La stratégie d’Equinix consolide également la position de l’Espagne dans l’infrastructure digitale européenne. Le pays bénéficie d’une connectivité internationale, de câbles sous-marins, d’une disponibilité de terrains dans diverses régions, d’un tissu économique de plus en plus digitalisé et d’une demande croissante pour les services cloud et IA. Madrid demeure le principal pôle, mais l’Aragon, la Catalogne, l’Andalousie et d’autres régions gagnent en visibilité par le biais de nouveaux projets.
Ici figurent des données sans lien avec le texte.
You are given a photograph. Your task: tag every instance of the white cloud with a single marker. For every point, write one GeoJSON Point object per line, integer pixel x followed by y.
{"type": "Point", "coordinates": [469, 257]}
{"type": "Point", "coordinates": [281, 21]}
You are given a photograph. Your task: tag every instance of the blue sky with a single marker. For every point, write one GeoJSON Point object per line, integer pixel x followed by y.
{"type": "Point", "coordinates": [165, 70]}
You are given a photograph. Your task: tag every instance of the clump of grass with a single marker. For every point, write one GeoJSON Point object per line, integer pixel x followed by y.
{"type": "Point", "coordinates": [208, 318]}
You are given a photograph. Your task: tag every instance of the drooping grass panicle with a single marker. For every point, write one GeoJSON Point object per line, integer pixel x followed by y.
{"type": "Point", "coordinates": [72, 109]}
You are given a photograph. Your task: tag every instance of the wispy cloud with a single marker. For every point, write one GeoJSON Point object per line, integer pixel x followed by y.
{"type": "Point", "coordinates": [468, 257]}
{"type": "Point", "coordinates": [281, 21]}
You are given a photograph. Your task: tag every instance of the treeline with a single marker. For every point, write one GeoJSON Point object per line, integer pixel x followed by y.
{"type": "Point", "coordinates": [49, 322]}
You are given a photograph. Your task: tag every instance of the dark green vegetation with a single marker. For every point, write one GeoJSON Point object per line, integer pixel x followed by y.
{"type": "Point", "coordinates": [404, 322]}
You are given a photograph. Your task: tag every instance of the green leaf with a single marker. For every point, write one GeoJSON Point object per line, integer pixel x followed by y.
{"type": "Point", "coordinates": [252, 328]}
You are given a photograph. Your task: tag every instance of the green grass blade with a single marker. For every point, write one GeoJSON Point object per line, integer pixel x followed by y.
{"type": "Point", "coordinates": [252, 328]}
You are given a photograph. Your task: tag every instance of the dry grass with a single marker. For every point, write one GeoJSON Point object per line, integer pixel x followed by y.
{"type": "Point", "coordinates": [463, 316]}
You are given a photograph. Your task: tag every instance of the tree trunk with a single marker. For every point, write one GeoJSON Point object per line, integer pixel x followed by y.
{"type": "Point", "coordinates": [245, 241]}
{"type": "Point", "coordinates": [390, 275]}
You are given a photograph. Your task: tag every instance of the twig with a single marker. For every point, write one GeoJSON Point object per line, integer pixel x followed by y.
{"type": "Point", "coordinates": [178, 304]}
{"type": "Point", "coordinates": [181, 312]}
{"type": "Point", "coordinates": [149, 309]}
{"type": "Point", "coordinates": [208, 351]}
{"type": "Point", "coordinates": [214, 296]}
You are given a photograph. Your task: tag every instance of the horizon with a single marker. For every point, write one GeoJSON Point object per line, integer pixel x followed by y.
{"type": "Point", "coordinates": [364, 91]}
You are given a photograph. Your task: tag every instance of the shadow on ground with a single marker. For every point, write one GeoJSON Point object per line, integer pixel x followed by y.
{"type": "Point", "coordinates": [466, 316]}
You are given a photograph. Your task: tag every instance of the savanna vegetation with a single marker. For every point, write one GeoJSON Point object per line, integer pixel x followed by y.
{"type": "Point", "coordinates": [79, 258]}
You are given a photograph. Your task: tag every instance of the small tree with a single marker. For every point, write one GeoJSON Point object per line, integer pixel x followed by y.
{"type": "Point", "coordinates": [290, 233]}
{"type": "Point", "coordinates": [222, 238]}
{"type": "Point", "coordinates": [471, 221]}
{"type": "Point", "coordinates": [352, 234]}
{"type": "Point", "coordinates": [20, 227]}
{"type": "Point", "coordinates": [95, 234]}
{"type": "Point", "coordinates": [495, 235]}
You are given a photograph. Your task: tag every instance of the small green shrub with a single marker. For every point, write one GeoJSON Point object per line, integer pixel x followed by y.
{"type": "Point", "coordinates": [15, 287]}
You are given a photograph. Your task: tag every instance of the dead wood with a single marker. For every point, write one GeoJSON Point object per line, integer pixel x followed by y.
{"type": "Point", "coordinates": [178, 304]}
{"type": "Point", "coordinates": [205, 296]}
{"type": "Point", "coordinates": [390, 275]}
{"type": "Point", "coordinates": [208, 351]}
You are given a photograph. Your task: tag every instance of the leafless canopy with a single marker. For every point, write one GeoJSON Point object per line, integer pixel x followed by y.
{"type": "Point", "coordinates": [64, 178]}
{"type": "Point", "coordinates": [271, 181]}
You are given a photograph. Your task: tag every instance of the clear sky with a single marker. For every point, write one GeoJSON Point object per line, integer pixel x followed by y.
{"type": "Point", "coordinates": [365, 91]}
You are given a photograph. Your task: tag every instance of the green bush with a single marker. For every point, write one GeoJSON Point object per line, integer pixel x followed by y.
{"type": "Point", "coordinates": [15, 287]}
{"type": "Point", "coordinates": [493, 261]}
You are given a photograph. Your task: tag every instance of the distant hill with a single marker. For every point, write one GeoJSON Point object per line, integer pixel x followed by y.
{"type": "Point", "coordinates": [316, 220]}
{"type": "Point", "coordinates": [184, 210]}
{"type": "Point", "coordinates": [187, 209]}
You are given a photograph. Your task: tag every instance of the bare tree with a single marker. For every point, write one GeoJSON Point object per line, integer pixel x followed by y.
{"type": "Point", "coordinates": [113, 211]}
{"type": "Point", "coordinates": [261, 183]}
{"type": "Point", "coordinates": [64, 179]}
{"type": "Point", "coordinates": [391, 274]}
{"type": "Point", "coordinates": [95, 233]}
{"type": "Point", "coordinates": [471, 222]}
Le lancement de MD5 marque donc bien plus qu’un nouveau bâtiment technique. Il symbolise la transition d’une génération de centres de données conçus pour des charges généralistes vers une autre adaptée à la haute densité, à la refroidissement avancé et à la pression énergétique induite par l’intelligence artificielle. Si l’opportunité est claire, les défis le sont tout autant : énergie, réseau électrique, durabilité et capacité à transformer l’investissement en véritable valeur pour le tissu technologique espagnol.
Questions fréquentes
Quand Equinix inaugurera-t-il le centre de données MD5 ?
L’inauguration est prévue pour le 22 mai 2026 sur le campus d’Equinix à Alcobendas, Madrid.
Quelle sera la puissance de MD5 ?
Le centre disposera d’une puissance installée pouvant atteindre 9,6 MW en configuration finale, avec 4 MW disponibles lors de la première phase.
Pourquoi MD5 est-il important pour l’intelligence artificielle ?
Parce qu’il est conçu pour des charges de haute densité, comme les infrastructures GPU, l’inférence IA et les services demandant plus d’énergie et de refroidissement qu’un centre de données traditionnel.
Quel est le principal défi pour une croissance soutenue à Madrid ?
L’accès à l’énergie et la saturation du réseau électrique sont deux des principaux défis pour permettre au secteur d’accroître ses capacités au rythme soutenu par la demande.